ALDERSYDE, Alta. — Mullen Transportation has generated record revenues over the first quarter of 2003, with total revenues up 42.8 per cent over the same period last year.
The strong performance of the oilfields services segment is to credit for the strong performance, the company says. The rebound of oil and gas drilling in Western Canada and several key acquisitions attributed to the successful quarter.
The company’s operating income was up to $24.4 million and basic earnings per share were $0.86 or 59.3 per cent.

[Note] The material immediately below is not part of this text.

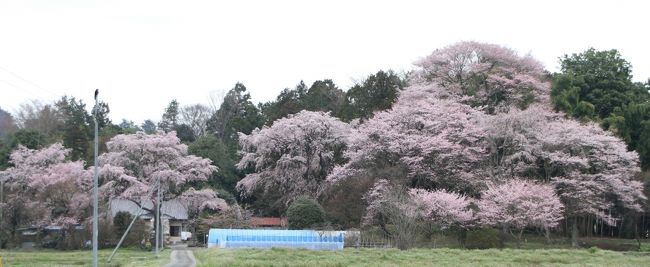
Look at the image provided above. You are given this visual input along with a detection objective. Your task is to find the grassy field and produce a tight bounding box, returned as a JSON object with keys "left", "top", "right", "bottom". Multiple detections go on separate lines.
{"left": 2, "top": 240, "right": 649, "bottom": 267}
{"left": 193, "top": 247, "right": 650, "bottom": 267}
{"left": 0, "top": 248, "right": 170, "bottom": 267}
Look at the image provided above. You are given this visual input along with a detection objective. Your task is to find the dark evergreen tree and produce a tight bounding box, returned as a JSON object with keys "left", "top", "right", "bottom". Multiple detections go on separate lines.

“Our record performance in the first quarter can be directly attributed to the increased spending by the oil and gas industry in Western Canada. Drilling activity was quite strong as was capital investment, particularly in those projects related to the development of the oil sands in Alberta," says Murray Mullen, chairman and president of Mullen Transportation. "We were well-positioned to capitalize on the increased activity given that a significant portion of our overall fleet is based in western Canada and leveraged to the energy sector of the economy. Given the current pricing for both natural gas and crude oil we are generally optimistic about the foreseeable future.”
However on the trucking end of the business, Mullen isn’t as optimistic.
"Our Trucking segment continues to be hampered by high costs, most notably fuel and insurance, and an extremely competitive market. And as I have stated on numerous occasions, we will not expand our trucking business until we see an improvement in the fundamentals that drive our investment decision, namely pricing," says Mullen.
Mullen has ceased operations of its U.S. trucking operation, Mill Creek Motor Freight due to the competitive nature of the U.S. trucking industry. Overall, the trucking segment saw a decline in revenue of 4.6 per cent from last year.